For me, now the jet lag has worn off and I’m back at my parents’ house in a tiny rural town in Warwickshire, England (with nowhere to go and not that much to do), I’m glad that at least the sun is shining so I get to put in a few sunbathing hours in the garden.

But I’m not very good at relaxing, so it turns out – I have the attention span of a gnat – and I’m already trying to figure out where I want to go next and what I want to do. Travelling has changed me in that sense, I’m more proactive now and detest sitting around waiting for things to happen. Doing nothing has me going out of mind.

It’s almost like being stuck in limbo. The travel experience is so close, so recent, that it doesn’t feel completely over, but you’re definitely back in the reality of “home” and all the worries that come along with it. I’m already wondering about jobs, houses, money and relationships.

I’ve spent the last five months living such a carefree lifestyle that this concern has come as a bit of a shock to the system, and avoiding the desire to compare your life to other woman is impossible.

But does all this worrying make me want to “settle down” anytime soon?

Yes and no.

I’m still not sure what I want to do.

I’m positive I am not done with travelling, but I don’t know how this will fit into my life exactly. I guess that’s another blog post.

But, having said all this, there are also many good things about coming home.

Here’s five:

1) Creature Comforts

Although there have been severe bouts of boredom, it’s been nice to be home.

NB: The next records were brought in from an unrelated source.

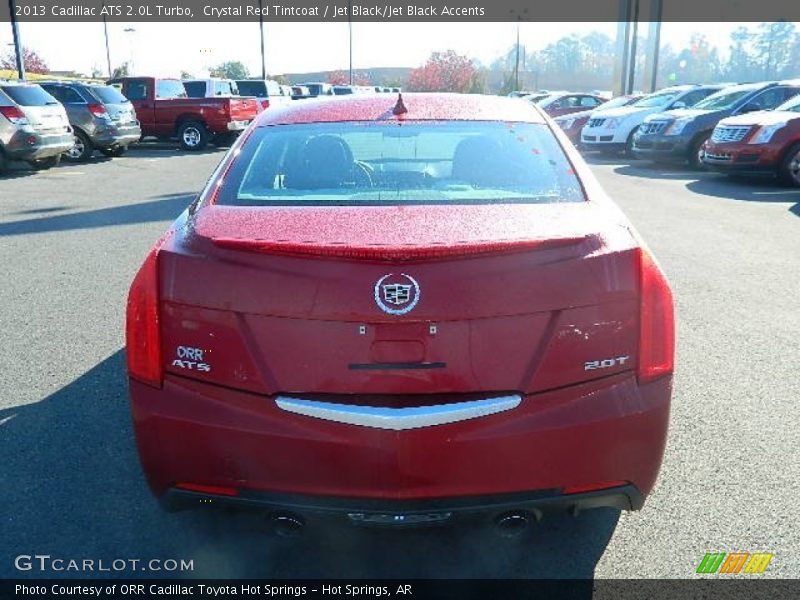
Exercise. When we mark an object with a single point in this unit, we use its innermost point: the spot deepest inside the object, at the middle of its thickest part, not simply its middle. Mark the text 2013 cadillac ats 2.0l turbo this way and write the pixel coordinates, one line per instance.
(401, 311)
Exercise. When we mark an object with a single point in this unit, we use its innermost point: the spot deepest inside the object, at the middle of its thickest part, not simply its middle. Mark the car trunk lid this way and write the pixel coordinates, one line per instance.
(447, 300)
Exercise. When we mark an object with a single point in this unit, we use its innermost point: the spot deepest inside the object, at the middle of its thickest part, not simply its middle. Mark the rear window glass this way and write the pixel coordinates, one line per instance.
(28, 95)
(252, 88)
(170, 88)
(108, 95)
(195, 89)
(658, 99)
(225, 88)
(723, 99)
(379, 163)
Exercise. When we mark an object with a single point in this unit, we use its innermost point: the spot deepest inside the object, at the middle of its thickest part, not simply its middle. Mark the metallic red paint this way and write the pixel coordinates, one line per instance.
(280, 301)
(605, 430)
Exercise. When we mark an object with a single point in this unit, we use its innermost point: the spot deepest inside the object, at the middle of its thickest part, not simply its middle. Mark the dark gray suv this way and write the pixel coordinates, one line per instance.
(680, 134)
(102, 118)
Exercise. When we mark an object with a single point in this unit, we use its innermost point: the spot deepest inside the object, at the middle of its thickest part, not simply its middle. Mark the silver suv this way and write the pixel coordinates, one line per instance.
(101, 117)
(33, 126)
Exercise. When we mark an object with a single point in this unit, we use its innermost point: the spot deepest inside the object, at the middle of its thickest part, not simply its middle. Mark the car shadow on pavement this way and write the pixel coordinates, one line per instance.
(749, 189)
(72, 488)
(654, 170)
(162, 208)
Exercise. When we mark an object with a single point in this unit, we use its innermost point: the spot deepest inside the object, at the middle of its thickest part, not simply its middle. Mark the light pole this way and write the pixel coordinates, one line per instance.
(261, 30)
(519, 17)
(131, 31)
(12, 10)
(108, 52)
(350, 33)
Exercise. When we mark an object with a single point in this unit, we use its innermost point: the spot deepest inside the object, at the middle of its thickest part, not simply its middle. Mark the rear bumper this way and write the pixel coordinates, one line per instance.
(114, 137)
(601, 142)
(742, 158)
(370, 512)
(33, 145)
(602, 431)
(661, 147)
(238, 125)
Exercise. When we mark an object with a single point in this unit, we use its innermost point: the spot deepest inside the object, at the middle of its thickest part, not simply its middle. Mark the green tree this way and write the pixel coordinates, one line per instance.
(122, 70)
(773, 45)
(30, 59)
(231, 69)
(741, 60)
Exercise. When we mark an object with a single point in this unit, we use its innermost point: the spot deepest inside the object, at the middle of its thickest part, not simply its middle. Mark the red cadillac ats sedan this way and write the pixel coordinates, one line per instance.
(401, 311)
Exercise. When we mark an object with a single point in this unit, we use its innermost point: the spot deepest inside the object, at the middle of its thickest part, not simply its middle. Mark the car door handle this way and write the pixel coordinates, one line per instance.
(398, 418)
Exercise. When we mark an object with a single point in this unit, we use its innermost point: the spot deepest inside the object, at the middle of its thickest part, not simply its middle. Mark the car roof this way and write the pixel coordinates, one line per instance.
(420, 106)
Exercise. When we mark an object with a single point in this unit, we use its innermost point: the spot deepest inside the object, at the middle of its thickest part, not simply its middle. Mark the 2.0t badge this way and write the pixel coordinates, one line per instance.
(396, 294)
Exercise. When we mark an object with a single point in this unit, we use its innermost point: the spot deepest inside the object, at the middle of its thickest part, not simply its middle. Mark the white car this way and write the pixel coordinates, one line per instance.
(612, 131)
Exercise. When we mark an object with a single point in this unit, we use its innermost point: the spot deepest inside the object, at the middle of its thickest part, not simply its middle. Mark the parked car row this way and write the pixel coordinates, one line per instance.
(732, 128)
(41, 123)
(165, 111)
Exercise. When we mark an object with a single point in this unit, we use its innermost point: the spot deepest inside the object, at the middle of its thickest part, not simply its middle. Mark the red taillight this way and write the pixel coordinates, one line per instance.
(142, 328)
(657, 322)
(592, 487)
(208, 489)
(14, 114)
(98, 110)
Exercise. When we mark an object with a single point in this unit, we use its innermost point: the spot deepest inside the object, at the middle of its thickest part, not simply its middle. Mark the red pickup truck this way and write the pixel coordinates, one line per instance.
(165, 111)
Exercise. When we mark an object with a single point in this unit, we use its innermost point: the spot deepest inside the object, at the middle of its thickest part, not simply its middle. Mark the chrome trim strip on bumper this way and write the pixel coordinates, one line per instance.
(398, 419)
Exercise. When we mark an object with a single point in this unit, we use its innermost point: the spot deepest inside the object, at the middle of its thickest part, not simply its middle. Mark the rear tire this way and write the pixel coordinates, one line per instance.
(82, 150)
(114, 152)
(629, 143)
(42, 164)
(225, 139)
(789, 171)
(193, 136)
(696, 152)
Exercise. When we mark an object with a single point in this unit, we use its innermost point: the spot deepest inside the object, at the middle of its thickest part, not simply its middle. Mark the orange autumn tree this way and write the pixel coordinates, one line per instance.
(443, 72)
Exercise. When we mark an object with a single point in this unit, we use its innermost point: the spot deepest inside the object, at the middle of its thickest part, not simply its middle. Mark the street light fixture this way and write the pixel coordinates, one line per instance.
(261, 30)
(12, 10)
(131, 31)
(520, 16)
(108, 52)
(350, 33)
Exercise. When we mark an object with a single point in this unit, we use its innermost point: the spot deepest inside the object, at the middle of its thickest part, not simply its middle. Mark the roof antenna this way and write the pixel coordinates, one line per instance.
(399, 108)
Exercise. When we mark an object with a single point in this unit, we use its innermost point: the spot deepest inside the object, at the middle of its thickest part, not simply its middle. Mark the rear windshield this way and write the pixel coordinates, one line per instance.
(391, 163)
(659, 99)
(722, 100)
(792, 105)
(195, 89)
(28, 95)
(225, 88)
(108, 95)
(252, 88)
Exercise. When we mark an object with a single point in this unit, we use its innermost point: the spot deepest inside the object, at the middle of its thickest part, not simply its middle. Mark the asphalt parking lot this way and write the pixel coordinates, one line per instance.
(72, 238)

It’s great to see my family, sleep in my own bed, and have access to a wardrobe of clean clothes. It’s nice not to be on the move constantly and have time to breathe and think and just sit still for five minutes. I’m completely in love with my double bed and I have no burning desire to return immediately to crappy hostel rooms, shared bathrooms and dirty kitchens.

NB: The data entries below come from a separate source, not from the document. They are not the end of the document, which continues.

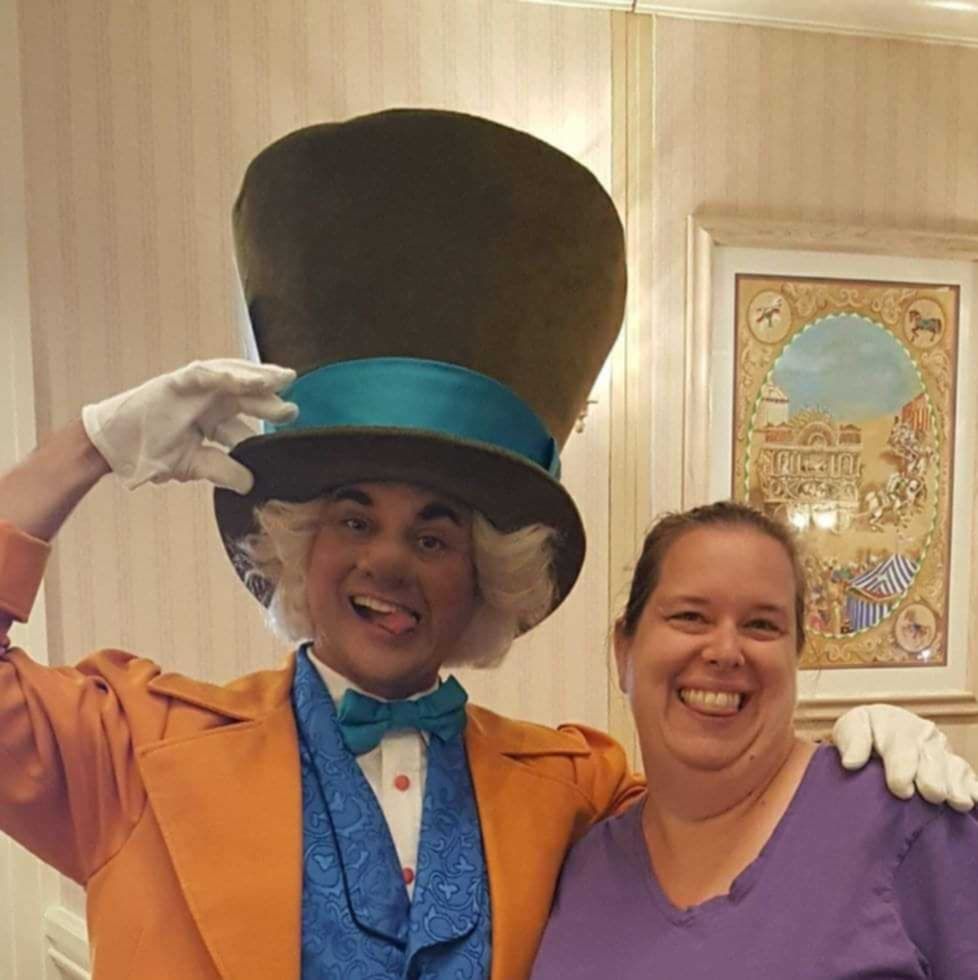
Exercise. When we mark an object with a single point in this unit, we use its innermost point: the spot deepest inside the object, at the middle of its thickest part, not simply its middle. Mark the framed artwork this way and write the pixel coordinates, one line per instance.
(831, 383)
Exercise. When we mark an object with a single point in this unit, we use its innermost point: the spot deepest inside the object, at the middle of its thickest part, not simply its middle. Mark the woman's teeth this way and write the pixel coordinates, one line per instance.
(711, 700)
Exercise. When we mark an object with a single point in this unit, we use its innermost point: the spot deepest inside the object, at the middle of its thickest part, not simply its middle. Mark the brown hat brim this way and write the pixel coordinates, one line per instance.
(305, 464)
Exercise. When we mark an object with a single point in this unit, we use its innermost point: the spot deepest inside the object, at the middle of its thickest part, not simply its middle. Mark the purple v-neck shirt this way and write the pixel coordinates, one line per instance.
(852, 884)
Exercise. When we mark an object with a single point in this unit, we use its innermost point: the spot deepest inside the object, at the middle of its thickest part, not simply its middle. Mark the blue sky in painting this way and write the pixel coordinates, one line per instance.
(849, 367)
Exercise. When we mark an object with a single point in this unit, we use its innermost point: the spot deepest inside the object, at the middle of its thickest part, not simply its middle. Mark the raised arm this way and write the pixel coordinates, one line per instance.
(39, 493)
(166, 429)
(70, 788)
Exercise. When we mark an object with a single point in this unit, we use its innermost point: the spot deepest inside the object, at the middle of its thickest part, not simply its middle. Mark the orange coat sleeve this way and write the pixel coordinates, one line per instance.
(603, 775)
(70, 791)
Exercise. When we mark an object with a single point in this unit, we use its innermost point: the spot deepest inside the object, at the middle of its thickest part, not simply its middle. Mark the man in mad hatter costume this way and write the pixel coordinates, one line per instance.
(442, 292)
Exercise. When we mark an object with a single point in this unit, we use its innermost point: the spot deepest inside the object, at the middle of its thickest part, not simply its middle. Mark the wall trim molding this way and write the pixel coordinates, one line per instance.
(945, 23)
(66, 943)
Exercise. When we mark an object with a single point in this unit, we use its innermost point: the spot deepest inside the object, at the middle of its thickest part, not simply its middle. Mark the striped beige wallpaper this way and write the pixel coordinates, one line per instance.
(138, 121)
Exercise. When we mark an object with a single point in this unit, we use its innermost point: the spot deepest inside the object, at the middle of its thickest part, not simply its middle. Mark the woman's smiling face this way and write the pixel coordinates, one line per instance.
(710, 669)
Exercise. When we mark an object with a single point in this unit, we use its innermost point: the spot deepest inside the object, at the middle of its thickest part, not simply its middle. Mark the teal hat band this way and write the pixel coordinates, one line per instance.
(432, 396)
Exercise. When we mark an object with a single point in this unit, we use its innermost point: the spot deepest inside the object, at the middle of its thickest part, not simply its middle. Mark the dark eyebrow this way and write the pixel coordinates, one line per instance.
(354, 494)
(437, 510)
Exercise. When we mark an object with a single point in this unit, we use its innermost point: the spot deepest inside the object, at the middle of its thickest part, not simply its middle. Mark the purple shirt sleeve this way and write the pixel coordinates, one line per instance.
(852, 884)
(936, 887)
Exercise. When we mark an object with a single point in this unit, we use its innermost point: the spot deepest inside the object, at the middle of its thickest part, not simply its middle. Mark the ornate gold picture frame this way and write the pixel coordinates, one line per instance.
(830, 381)
(844, 398)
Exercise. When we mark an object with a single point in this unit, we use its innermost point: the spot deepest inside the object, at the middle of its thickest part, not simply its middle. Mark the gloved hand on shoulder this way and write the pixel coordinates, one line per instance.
(914, 752)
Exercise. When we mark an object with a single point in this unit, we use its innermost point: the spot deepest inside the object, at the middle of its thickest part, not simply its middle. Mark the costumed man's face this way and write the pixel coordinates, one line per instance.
(391, 585)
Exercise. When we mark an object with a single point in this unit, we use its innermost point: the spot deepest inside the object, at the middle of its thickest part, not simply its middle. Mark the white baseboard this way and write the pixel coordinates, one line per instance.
(66, 943)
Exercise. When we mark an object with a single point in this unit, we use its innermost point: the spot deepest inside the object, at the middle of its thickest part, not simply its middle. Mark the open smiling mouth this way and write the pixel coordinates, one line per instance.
(396, 619)
(712, 702)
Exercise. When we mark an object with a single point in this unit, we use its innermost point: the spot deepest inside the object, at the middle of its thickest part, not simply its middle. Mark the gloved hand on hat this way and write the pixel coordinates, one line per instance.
(913, 750)
(178, 426)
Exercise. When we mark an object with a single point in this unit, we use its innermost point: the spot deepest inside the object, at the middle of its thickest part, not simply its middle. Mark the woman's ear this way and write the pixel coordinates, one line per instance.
(622, 643)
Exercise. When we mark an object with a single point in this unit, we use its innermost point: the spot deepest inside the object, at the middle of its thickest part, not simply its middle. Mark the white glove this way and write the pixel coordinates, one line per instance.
(913, 750)
(158, 431)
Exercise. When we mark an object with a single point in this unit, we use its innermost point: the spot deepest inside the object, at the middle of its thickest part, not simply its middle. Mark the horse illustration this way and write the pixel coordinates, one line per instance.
(924, 324)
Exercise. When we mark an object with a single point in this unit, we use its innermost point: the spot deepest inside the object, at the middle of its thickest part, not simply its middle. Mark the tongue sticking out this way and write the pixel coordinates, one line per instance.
(396, 623)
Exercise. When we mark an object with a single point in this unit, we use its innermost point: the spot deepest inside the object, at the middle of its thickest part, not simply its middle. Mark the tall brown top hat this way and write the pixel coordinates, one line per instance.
(447, 289)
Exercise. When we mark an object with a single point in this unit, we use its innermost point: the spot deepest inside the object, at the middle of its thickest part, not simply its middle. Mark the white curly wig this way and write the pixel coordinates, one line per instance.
(514, 573)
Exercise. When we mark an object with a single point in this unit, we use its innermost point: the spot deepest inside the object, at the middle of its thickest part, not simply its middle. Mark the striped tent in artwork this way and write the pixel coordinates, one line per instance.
(871, 595)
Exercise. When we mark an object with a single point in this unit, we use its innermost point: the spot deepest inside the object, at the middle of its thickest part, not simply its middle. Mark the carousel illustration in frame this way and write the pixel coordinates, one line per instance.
(844, 397)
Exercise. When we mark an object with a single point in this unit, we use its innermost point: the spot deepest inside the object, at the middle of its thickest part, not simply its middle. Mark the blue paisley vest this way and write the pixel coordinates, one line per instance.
(357, 920)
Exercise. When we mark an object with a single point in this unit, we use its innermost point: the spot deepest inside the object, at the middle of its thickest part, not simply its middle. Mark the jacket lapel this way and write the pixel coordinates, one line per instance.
(228, 802)
(529, 819)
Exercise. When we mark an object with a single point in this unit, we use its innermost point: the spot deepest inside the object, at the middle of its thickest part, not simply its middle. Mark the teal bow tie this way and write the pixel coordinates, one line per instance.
(364, 720)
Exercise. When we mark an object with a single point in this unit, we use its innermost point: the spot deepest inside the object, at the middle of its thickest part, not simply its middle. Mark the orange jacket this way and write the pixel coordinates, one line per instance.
(177, 804)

I don’t eat too badly when I am travelling but my menu is usually repetitive and uninspiring so having all my favourite foods around me (I’m currently nursing a can of Stowford Press because I have missed decent cider) is a welcome change (although I’m making a conscious effort not to indulge while I’m not as active as I have been in recent months).

2) Friends and Family

Although I spoke to my friends and family often during the five months I was away, nothing beats seeing their faces. My mum and dad picked me up at Heathrow. My mum cried (of course) but what I didn’t expect was the reaction from my Dad who looked so happy to see me I thought he might burst. I love being back with them and, although I know I can’t live with my parents forever as we will kill each other, it’s made me realise that I couldn’t live far away from them for years at a time like some travelers. It’s just not me.

I haven’t been able to see all my friends yet. The problem with moving around the country so often is that your friends live everywhere and, like I said before, life continues in your absence.

People have jobs and lives. I cannot wait to see them!

But, on the flip side, moving back home also means new friends are left behind and so you wind up missing them and wishing you could speak to them when you’re in different time zones.

3) Appreciating Your Home Country/Town

I love England. I don’t think I realised how much I loved it until I’d travelled longer term. Although I don’t know if it’s the place for me forever, I’ve never been one of these people who hates their own country. I have been lucky enough to see some beautiful places in the world but driving back from Heathrow airport; I couldn’t help but think how pretty the English countryside really is. I’d love to show someone from another country around and see their reaction to our fantastic culture, history and scenery.

Check out this awesome list of beautiful places to visit in the UK compiled by Stylist magazine. This will certainly feed your wanderlust!

4) Taking a Break

Let’s face it, carrying a backpack around like a pack-horse and moving rooms every other day does start to grow a little old. After months of having no room of one’s own, I was dangerously close to losing my shit. The initial buzz of sharing a room and making immediate friends began to wear thin and I started to dream about my lovely soft bed and en-suite bathroom.

5) Planning the Next Big Trip

Personally I think coming back home – even if it’s just every so often for those more hardcore travelers – is necessary to recharge your travel batteries and rekindle your wanderlust. Try not to give in to the post-trip blues, instead immerse yourself in reading any travel books, articles, blogs you can get your greedy mitts on, and start planning your next adventure. South America, Borneo or a USA road trip anyone?

Have you recently returned home after a trip? Do you have any tips to beat the post-adventure blues? Do you have a new found love for your own country? What do you miss about home when you are travelling? Are you a long-term traveller with no intention of returning home?